Nous sommes dans une chambre de motel. L'éclairage allogène est trop fort ce qui rend la pièce surexposée. Un couple fait l'amour sur un lit d'eau sans drap. Leur peau humide colle sur le plastique blanc du lit. Ils sont nus et imberbes.

John Free : Pourquoi tu pleures, miss cuisse lisse ?

Osaka : Tais-toi.

John Free :
Tell me miss sexy, pourquoi les larmes, si tu jouis ? Si tu veux, on arrête.

Osaka : T’es formidable.

John Free : De qui tu parles ?

Osaka : J’en connais pas moi des crocodiles qui lâchent leurs proies sans avoir craché leur petit oiseau.

John Free : Je connais personne qui a vu un crocodile.

Osaka : Moi, j’en ai vu, en Floride.

John Free : Qu’est-ce qui se passe ? Qu’est-ce que t’as ?

Osaka : Chante-moi une chanson.

John Free : Comment ça, chante-moi une chanson ?

Osaka : Continue à me baiser, pis chante moi une chanson, je te dis, ça me donnera l’impression que tu écoutes pas.

John Free :
Voyons.

Osaka : S’il te plaît.

John Free : Qu’est-ce que tu veux que je chante ?

Osaka : N’importe quoi, mais va jusqu’au bout de la toune, pis si j’ai pas fini, recommence-la au début. Jure que tu vas le faire, que tu vas pas arrêter.

John Free : Pourquoi, merde ?

Osaka : Jure sinon je m’en vais et on ne se revoit jamais. Jure.

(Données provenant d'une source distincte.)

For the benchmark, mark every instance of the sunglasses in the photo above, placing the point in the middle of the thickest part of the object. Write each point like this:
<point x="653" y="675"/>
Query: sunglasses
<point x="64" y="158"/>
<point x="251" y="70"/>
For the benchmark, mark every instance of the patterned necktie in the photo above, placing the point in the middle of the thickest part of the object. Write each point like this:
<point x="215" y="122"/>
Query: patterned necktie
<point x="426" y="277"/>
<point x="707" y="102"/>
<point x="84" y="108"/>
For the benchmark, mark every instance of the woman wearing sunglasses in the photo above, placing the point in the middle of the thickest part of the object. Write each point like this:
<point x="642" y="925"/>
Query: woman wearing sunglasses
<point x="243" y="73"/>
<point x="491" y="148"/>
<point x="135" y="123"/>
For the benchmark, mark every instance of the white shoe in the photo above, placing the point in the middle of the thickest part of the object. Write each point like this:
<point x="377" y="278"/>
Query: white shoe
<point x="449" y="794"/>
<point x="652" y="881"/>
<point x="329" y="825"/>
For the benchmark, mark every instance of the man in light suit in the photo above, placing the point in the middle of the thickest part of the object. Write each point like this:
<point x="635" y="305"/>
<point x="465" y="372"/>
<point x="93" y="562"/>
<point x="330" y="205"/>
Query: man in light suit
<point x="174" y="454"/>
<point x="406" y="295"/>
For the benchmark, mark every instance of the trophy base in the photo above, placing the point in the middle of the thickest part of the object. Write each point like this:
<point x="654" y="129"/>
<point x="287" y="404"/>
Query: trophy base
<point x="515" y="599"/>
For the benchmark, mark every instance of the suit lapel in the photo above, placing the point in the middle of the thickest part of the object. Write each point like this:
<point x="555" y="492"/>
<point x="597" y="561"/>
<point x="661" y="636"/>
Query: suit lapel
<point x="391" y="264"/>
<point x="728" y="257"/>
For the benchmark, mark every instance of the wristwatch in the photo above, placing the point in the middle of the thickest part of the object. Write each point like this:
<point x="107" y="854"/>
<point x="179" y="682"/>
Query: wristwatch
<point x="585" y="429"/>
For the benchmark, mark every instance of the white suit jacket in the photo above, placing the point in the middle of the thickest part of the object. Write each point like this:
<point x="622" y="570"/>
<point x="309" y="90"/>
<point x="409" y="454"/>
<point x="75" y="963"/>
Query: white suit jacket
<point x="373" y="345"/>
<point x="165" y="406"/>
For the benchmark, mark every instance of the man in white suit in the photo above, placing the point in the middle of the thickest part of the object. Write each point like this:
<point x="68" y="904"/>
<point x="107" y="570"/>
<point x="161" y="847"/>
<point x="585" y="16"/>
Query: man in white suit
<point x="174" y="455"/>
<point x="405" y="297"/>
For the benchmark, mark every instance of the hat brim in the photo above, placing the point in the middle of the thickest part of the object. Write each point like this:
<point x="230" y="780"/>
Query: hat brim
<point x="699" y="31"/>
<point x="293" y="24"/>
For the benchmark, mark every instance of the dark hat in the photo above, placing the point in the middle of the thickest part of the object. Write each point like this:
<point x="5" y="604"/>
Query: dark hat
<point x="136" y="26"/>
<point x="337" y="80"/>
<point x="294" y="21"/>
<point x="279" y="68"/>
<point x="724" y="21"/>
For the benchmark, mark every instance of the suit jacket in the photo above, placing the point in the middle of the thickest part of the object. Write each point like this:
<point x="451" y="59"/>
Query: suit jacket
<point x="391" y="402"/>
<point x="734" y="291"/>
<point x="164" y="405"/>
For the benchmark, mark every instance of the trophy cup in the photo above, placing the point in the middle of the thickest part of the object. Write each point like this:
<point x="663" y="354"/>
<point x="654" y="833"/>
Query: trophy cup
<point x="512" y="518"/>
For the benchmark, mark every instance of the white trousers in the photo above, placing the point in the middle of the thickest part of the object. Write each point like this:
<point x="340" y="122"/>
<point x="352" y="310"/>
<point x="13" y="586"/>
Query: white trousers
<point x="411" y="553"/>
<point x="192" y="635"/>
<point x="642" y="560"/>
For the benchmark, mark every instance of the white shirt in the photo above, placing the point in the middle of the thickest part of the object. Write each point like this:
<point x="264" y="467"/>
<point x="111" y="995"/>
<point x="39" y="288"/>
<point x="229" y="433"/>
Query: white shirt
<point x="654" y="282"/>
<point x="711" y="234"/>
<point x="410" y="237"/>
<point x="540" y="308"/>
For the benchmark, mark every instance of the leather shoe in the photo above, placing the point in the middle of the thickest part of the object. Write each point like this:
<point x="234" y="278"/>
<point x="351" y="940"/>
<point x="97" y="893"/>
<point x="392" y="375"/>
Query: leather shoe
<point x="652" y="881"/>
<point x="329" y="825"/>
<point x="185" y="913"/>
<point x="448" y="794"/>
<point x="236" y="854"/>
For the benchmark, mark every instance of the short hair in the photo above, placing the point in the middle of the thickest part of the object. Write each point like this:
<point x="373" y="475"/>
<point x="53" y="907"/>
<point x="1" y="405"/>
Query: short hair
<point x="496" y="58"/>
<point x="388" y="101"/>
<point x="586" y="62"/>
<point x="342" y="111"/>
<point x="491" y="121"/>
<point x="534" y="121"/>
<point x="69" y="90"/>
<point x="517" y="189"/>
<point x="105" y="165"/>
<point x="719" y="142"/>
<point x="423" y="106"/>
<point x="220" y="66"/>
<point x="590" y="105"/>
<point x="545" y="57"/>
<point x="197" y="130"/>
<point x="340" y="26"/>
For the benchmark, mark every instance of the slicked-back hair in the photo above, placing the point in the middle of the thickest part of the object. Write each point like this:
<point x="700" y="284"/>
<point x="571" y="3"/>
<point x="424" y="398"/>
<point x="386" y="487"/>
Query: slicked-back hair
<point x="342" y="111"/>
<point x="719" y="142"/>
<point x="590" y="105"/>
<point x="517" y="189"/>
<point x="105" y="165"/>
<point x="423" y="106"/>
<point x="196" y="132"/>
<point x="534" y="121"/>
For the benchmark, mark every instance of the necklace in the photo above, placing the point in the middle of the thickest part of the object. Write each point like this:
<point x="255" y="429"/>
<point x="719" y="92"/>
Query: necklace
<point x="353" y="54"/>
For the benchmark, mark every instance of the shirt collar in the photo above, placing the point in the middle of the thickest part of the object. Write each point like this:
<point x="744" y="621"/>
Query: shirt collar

John Free : Ok, Ok, je le jure.

Osaka : Vas-y chante.

John Free : Yes sir. (Il chante).

Osaka : Tu sais mon ventre, la butte en haut de mon sexe que tu aime tant, tu sais mon ventre, le bout du tunnel où ton pénis est lové, mon petit ventre, et bien, en dessous de la peau que tu aime mordre, en dessous du nombril que tu chatouille du bout de ta langue, en dessous, c’est une ville bombardée, c’est le désert sale, un dépotoir sec, un vieux sac souillé. Mon petit labo à bébé, c’est un vieux char rouillé par où passe le vent, un vieux char dans une cour à scrap abandonné, c’est une histoire du passé, un rêve d’hiver. Je ne pourrais jamais enfanter. Le salaud en blanc au regard d’azote, aux gants givrés, il me l’a dit. Il me l’a montré sur ses petits schémas, sur son écran. Il y a rien à faire. (Peu à peu, il arrête de chanter). C’est un trou noir, mon utérus, un sac vide, un cimetière à fœtus, une cause perdu de plus. Arrête pas de chanter, mon salaud, t’a juré, mon beau salaud, t’as juré… (Elle lui martèle le ventre, il recommence). Fais-moi jouir, mon enfant de chienne, fais moi jouir… Le dégueulasse aseptisé, il me l’a montré, avec les x-rays, les éprouvettes et les graphiques. Fais moi jouir, mets de l’eau dans mon désert, enfonce-moi des lames de rasoirs si tu veux, je veux un enfant de toi, merde, je veux une enfant de toi, me comprends-tu ? Pourquoi tu pleurs ?

(Il continue de chanter).

Osaka : La prochaine fois, on fera l’amour sous la douche.